Jean-Stéphane Bron, avec LE CHANTIER, propose une lecture politique du cinéma à travers une métaphore concrète : la construction d’un bâtiment. Derrière l’apparente neutralité d’un documentaire sur la rénovation d’un cinéma légendaire, le film révèle les rapports de force, les hiérarchies et les conflits d’intérêts qui structurent tout projet collectif. Renzo Piano, Jérôme Seydoux, les ingénieurs, les ouvriers : chacun incarne une position dans ce microcosme où se rejouent les tensions entre vision, capital et travail. L’humour est omniprésent, mais loin d’alléger le propos, il le rend accessible et plaisant. Cette approche permet au spectateur de découvrir avec plaisir les rouages complexes du projet, révélant avec finesse les mécanismes souvent cachés de toute entreprise collective.

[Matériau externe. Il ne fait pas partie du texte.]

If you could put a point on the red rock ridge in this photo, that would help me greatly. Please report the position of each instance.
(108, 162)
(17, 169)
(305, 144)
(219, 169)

Avec BLUE HERON, Sofia Romvari livre une œuvre délicate sur la mémoire familiale, où l’intime prend la forme d’une enquête cinématographique. À travers Sasha, benjamine d’une fratrie, la réalisatrice interroge la transmission, la fragilité des souvenirs et leur persistance à travers l’art. La lumière estivale, les cadrages serrés, la porosité entre passé et présent composent une matière sensorielle qui dépasse la simple narration. « Je voulais perturber les attentes du récit traditionnel d’apprentissage », explique Romvari. Le film devient ainsi une réflexion sur la place du cinéma comme acte de mémoire, mais aussi comme outil d’émancipation : Sasha adulte, devenue cinéaste, reconstruit son histoire en filmant, de nouvelles pistes de lecture de sa propre histoire apparaissent. L’accueil positif du film se manifeste dès les séances de questions-réponses avec le public, certains spectateurs comparant cette expérience à celle suscitée par INCENDIES de Denis Villeneuve. Un film intelligent et créatif qui prouve que l’intime, lorsqu’il est traité avec sincérité et justesse, peut atteindre l’universel.
Enfin, THE PLANT FROM THE CANARIES de Ruan Lan-Xi met en scène May, une trentenaire coréenne en errance à Berlin après une rupture. Dans cette chronique de l’exil intérieur, la ville devient le miroir des solitudes contemporaines. L’hiver berlinois, les contrôles des agents de transport, les appartements impersonnels contrastent avec les petits gestes de solidarité : balades à vélo, danse tango improvisée, clémentines partagées sur un canapé. Ces moments traduisent une vérité sociale : le déracinement est aussi une expérience collective, où se joue la recomposition des identités. En entremêlant des narrations en coréen sur ses expériences d’enfance avec sa réalité contemporaine, May révèle la condition de l’exilée. Dans la peau d’une cinéaste, elle offre également une mise en abyme métaphorique de l’acte même de création filmique.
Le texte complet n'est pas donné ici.